Adveniat: Soziale Grundrechte in Chile verankern

Franz Hellinge, Adveniat-Länderreferent für Chile (Foto: Steffen/Adveniat)

Essen. Das Lateinamerika-Hilfswerk Adveniat begrüßt die demokratische Suche nach einer neuen Verfassung in Chile, in der endlich auch soziale und indigene Grundrechte verankert werden sollen. „Es ist sehr erfreulich, dass Chile sich mit der Gründung eines Verfassungskonvents, in dem auch 17 Plätze für Indigene vorgesehen sind, auf den Weg zu einer neuen Verfassung macht. Damit kann das neoliberale Erbe der Militärdiktatur endlich abgeschüttelt werden und soziale Grundrechte können verankert werden“, sagt Chile-Experte Franz Hellinge vom Lateinamerika-Hilfswerk Adveniat.

Nach ersten Hochrechnungen und Auszählung von 73 Prozent der Stimmen kommt die rechtsgerichtete Partei  „Vamos por Chile“ des konservativen Präsidenten Sebastian Pinera auf rund 21,1 Prozent der Stimmen. Die linksgerichteten Parteien und Bündnisse „Apruebo Dignidad“ (18,5%) und „Lista del Pueblo“ (15,1%) sowie die Mitte-Links-Gruppierungen „Lista del Apruebo“ (14,7%) und „Independientes No Neutrales“ (7,9%) liegen auf den Plätzen zwei bis fünf, kommen zusammen aber auf rund 56 Prozent der Stimmen.

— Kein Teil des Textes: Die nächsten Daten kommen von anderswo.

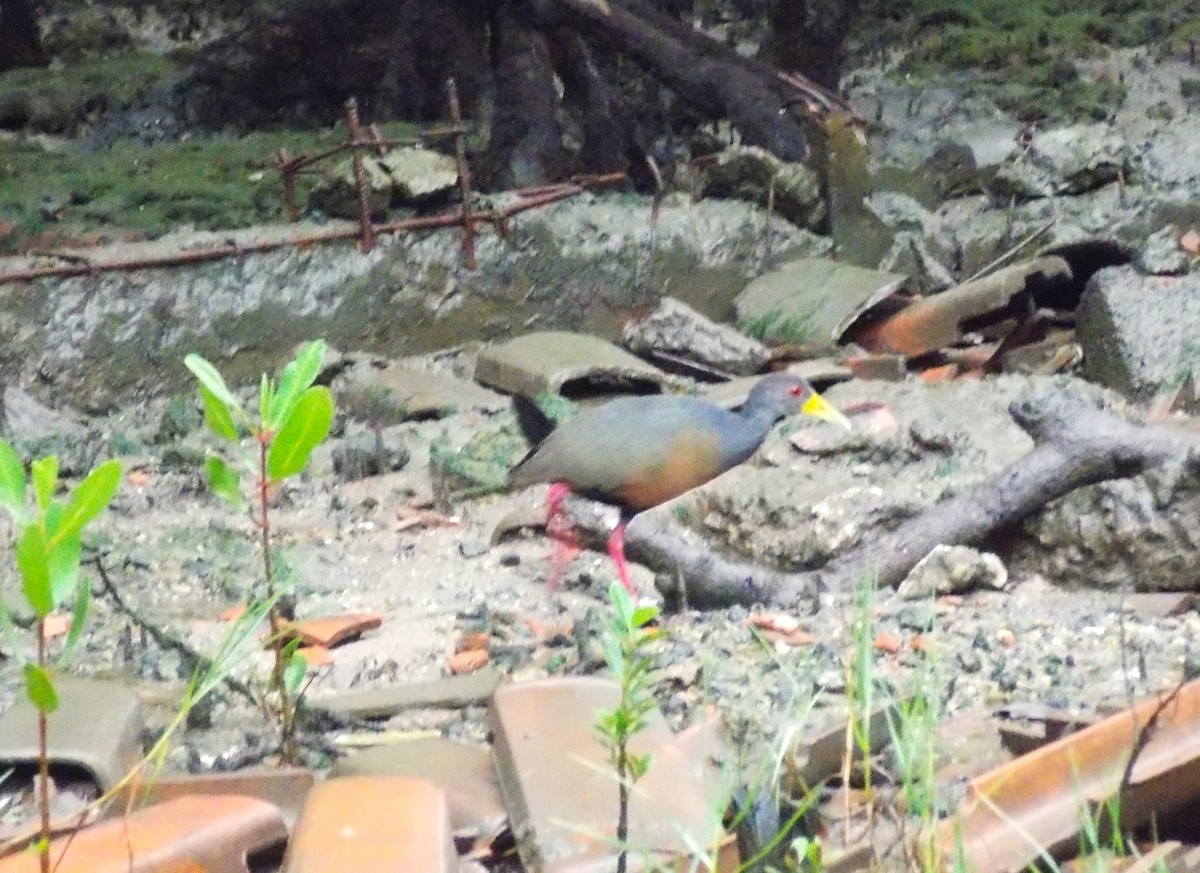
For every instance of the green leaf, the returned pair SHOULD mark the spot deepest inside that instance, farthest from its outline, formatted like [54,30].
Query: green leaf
[645,615]
[294,673]
[35,571]
[45,473]
[79,610]
[63,561]
[223,480]
[40,688]
[304,429]
[12,481]
[297,378]
[211,379]
[217,415]
[87,501]
[265,391]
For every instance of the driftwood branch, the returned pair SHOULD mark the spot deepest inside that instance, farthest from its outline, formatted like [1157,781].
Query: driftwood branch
[1075,444]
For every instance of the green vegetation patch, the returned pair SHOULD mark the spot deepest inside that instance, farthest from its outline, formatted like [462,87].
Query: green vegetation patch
[1024,54]
[65,97]
[211,182]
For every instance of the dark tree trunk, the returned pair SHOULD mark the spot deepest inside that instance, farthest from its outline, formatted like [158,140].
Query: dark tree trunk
[21,44]
[809,37]
[526,144]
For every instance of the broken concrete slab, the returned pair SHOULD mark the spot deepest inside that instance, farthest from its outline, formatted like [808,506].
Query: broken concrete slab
[383,392]
[382,703]
[811,301]
[1063,161]
[561,789]
[565,363]
[373,824]
[95,730]
[1127,342]
[935,323]
[953,570]
[677,330]
[463,771]
[1162,254]
[749,173]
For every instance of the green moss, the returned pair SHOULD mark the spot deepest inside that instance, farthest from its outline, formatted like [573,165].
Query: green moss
[66,96]
[216,182]
[1024,54]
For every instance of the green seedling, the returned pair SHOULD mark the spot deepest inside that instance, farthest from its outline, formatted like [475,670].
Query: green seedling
[293,419]
[625,640]
[49,543]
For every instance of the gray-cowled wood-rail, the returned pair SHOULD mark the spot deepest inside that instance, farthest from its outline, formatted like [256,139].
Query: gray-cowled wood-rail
[637,452]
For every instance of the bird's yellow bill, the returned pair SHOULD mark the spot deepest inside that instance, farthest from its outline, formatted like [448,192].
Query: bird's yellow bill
[820,408]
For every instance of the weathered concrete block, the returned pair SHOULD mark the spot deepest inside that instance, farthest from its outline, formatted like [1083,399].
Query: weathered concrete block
[1140,333]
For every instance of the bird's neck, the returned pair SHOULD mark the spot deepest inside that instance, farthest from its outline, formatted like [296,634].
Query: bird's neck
[754,425]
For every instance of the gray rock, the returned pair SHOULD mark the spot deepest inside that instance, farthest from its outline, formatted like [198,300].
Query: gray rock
[1140,333]
[562,362]
[1065,161]
[810,301]
[383,392]
[1128,534]
[115,337]
[911,257]
[747,173]
[678,330]
[408,176]
[367,453]
[1162,253]
[953,570]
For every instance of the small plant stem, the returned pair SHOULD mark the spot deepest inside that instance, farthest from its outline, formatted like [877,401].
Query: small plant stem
[43,763]
[622,807]
[287,716]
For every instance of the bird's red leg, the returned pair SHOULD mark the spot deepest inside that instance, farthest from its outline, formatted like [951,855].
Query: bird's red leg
[617,552]
[561,530]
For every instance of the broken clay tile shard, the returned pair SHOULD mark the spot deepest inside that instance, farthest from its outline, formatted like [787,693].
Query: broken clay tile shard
[333,630]
[562,792]
[213,834]
[94,730]
[382,703]
[561,362]
[462,770]
[373,824]
[285,787]
[937,321]
[1037,802]
[813,301]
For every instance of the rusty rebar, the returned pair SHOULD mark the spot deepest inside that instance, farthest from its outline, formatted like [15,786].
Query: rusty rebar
[366,233]
[287,167]
[329,234]
[460,156]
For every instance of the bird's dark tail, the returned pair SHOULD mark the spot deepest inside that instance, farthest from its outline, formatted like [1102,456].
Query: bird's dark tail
[534,425]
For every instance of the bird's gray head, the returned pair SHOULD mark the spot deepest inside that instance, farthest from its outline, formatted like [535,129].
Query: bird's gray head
[783,393]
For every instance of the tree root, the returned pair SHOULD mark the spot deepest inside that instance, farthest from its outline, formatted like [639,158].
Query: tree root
[1075,444]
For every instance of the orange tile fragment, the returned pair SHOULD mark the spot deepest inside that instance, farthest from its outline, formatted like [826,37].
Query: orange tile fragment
[373,824]
[943,373]
[233,613]
[333,630]
[468,661]
[469,642]
[1191,241]
[317,655]
[186,835]
[887,643]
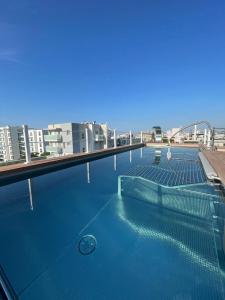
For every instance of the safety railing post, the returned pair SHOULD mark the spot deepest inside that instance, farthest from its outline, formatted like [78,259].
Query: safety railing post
[26,144]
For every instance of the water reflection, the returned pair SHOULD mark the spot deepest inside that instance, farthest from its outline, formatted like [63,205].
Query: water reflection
[115,162]
[30,194]
[88,172]
[158,152]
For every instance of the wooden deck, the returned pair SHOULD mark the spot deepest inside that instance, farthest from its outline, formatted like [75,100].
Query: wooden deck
[217,161]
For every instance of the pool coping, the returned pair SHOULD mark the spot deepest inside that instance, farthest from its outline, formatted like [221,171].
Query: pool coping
[39,167]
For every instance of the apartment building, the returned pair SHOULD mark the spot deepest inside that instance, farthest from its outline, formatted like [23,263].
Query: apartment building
[11,143]
[68,138]
[36,139]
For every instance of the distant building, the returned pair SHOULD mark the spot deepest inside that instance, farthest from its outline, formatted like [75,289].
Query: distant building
[36,139]
[178,138]
[69,138]
[147,137]
[157,134]
[11,143]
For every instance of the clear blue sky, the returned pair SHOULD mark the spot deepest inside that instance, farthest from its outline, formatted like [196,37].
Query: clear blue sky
[133,64]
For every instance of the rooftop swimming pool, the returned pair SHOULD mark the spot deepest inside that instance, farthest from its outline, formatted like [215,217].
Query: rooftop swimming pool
[129,226]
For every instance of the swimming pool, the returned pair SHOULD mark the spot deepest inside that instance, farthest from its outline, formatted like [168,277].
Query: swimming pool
[128,226]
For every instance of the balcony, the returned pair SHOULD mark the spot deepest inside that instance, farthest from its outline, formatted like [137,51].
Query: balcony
[52,149]
[53,138]
[99,138]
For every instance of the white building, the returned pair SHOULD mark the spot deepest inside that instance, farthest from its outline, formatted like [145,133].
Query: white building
[178,138]
[36,140]
[69,138]
[11,143]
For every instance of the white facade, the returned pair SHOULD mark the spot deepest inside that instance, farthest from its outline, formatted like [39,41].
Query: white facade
[69,138]
[178,138]
[36,140]
[11,143]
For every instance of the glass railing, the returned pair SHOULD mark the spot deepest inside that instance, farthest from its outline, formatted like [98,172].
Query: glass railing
[53,149]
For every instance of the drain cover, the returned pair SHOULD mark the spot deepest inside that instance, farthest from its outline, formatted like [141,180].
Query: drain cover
[87,244]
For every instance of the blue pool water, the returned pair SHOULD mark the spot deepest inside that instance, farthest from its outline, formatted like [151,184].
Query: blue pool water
[130,226]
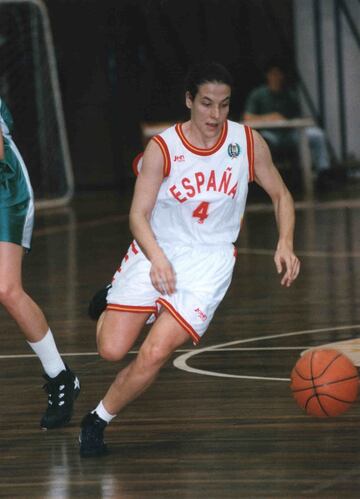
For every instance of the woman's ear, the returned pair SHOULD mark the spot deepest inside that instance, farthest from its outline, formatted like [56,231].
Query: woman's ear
[188,100]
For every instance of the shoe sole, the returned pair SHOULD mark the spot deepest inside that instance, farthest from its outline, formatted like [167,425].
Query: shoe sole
[66,420]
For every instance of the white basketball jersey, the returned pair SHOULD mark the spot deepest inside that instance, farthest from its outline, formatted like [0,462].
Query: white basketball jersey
[202,198]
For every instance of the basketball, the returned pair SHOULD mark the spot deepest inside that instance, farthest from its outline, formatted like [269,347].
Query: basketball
[324,383]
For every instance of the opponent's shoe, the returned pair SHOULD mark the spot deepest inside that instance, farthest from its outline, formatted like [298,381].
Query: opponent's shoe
[98,303]
[62,392]
[91,438]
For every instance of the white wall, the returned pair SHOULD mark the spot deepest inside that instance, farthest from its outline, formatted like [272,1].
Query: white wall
[307,64]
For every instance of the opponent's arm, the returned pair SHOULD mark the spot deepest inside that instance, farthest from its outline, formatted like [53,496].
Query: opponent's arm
[268,177]
[146,190]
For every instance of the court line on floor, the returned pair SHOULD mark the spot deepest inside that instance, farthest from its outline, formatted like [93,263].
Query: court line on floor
[58,229]
[134,352]
[181,361]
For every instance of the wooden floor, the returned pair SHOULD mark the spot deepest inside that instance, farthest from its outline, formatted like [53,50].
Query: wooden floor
[220,421]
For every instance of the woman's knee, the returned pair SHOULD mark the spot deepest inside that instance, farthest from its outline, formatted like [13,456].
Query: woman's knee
[108,351]
[9,294]
[153,356]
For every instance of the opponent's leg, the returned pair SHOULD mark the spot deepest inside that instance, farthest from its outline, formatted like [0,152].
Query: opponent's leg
[61,385]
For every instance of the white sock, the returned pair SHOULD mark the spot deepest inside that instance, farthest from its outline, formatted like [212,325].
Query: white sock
[103,414]
[48,354]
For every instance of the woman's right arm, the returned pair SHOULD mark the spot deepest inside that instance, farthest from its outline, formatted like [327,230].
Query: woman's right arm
[147,188]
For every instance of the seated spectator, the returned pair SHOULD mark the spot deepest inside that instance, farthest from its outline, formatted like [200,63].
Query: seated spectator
[275,101]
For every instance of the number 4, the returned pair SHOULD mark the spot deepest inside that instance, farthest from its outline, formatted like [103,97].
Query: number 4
[201,212]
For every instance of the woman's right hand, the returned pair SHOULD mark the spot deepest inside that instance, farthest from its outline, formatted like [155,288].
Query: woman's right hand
[162,275]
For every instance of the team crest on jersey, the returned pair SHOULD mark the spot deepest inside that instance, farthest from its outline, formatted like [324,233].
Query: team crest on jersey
[234,150]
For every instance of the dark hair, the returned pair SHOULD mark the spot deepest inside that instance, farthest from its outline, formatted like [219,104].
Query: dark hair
[206,72]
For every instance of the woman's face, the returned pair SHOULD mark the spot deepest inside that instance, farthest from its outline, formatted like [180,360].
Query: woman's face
[210,108]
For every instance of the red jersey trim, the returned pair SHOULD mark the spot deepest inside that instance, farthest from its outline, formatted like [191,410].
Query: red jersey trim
[198,150]
[130,308]
[250,152]
[189,329]
[135,163]
[165,152]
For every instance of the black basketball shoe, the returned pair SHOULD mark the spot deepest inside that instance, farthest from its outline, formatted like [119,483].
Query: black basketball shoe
[62,392]
[91,438]
[98,303]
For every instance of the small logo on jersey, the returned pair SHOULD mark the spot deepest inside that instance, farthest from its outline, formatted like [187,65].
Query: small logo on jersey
[200,314]
[179,158]
[234,150]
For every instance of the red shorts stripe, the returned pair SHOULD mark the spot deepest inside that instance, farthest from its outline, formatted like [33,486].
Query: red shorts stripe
[250,152]
[130,308]
[190,330]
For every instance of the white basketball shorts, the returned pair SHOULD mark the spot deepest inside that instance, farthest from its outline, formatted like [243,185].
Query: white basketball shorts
[203,275]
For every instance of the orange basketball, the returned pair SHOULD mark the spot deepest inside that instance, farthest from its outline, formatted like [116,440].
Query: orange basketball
[324,383]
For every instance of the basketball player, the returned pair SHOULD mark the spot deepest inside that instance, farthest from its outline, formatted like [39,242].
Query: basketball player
[16,225]
[185,215]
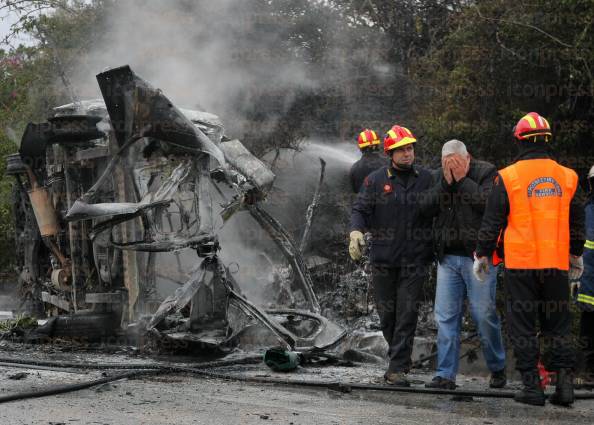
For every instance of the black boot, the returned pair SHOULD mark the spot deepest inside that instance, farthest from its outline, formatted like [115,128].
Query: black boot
[563,394]
[532,393]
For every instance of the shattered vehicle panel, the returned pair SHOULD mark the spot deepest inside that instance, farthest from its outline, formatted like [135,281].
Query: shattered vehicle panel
[115,190]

Mit der erfolgreichen und friedlichen Wahl zur verfassungsgebenden Versammlung habe Chile damit am Wochenende ein wichtiges Signal für die Demokratiebewegung in Lateinamerika gesetzt, unterstreicht das Lateinamerika-Hilfswerk Adveniat die Bedeutung des historischen Votums. Mit großem Verantwortungsbewusstsein hat sich das Wahlvolk in Chile für eine breitgefächerte Zusammensetzung des Verfassungskonvents entschieden und damit bewiesen, dass innenpolitische Konflikte auf demokratischer Basis gelöst werden können.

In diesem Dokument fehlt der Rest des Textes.